By Jesse Cataldo
Throughout its nine year run, “South Park” has proven there’s nothing like a short production time for keeping things current. For the Season 10 premiere, writer-creators Trey Parker and Matt Stone were able to write and animate a lightning-fast rebuttal to Isaac Hayes’ departure in days, capturing the issue while it was still fresh, something impossible to imagine for most shows.
In this case, a longer incubation period might have been for the best; hastily patched together and visibly undercooked, last Wednesday’s premiere contained most of the bad thing about “South Park,” with too few of the good.
The episode began with a “last time on South Park” segment, detailing the departure of Chef in a non-existant previous episode. A promising, but brief moment of inspired television, the segment summed up the kind of creative mockery that makes the show so brilliant at times. Back in the present day, Chef makes a celebrated return from an excursion with the “Super Adventure Club,” but something about him has changed. For one, he has a bizarre pattern of clipped, disconnected speech, thanks to the fact that all his dialogue was spliced together from previous episodes. He’s also developed a disturbing new hobby, and with a little investigation Cartman, Stan, Kenny and Kyle discover their mentor has been brainwashed by the club, which is actually devoted to molesting children in exotic locales.

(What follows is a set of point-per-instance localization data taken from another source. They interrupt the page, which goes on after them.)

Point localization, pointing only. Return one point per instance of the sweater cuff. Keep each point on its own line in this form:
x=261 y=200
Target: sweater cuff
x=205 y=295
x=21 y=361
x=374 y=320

The connection to Scientology is obvious, but it’s not one that especially rewarding. Even worse, equating scientologists to child molestors is a quick, easy joke, the type of which the show too often resorts to when it can’t (or doesn’t have the time to) come up with something that’s actually clever. The show garnered laughs in an episode last season by simply illustrating Scientologist’s beliefs with the subtitle – “This is what Scientologists actually believe.”
The same scenario is repeated in the premiere with the Super Adventure Club, an unsubtle in-joke that feels as forced and lifeless as the rest of the episode, which never goes anywhere beyond veiled childish name-calling. It seems pointless to criticize “South Park” for being immature, but the show is usually able to succeed by forming that immaturity into an effective satirical weapon. Unfortunately, the premiere never got to that point, and the lazy, slipshod result amounts to a wasted opportunity to score points on an easy target.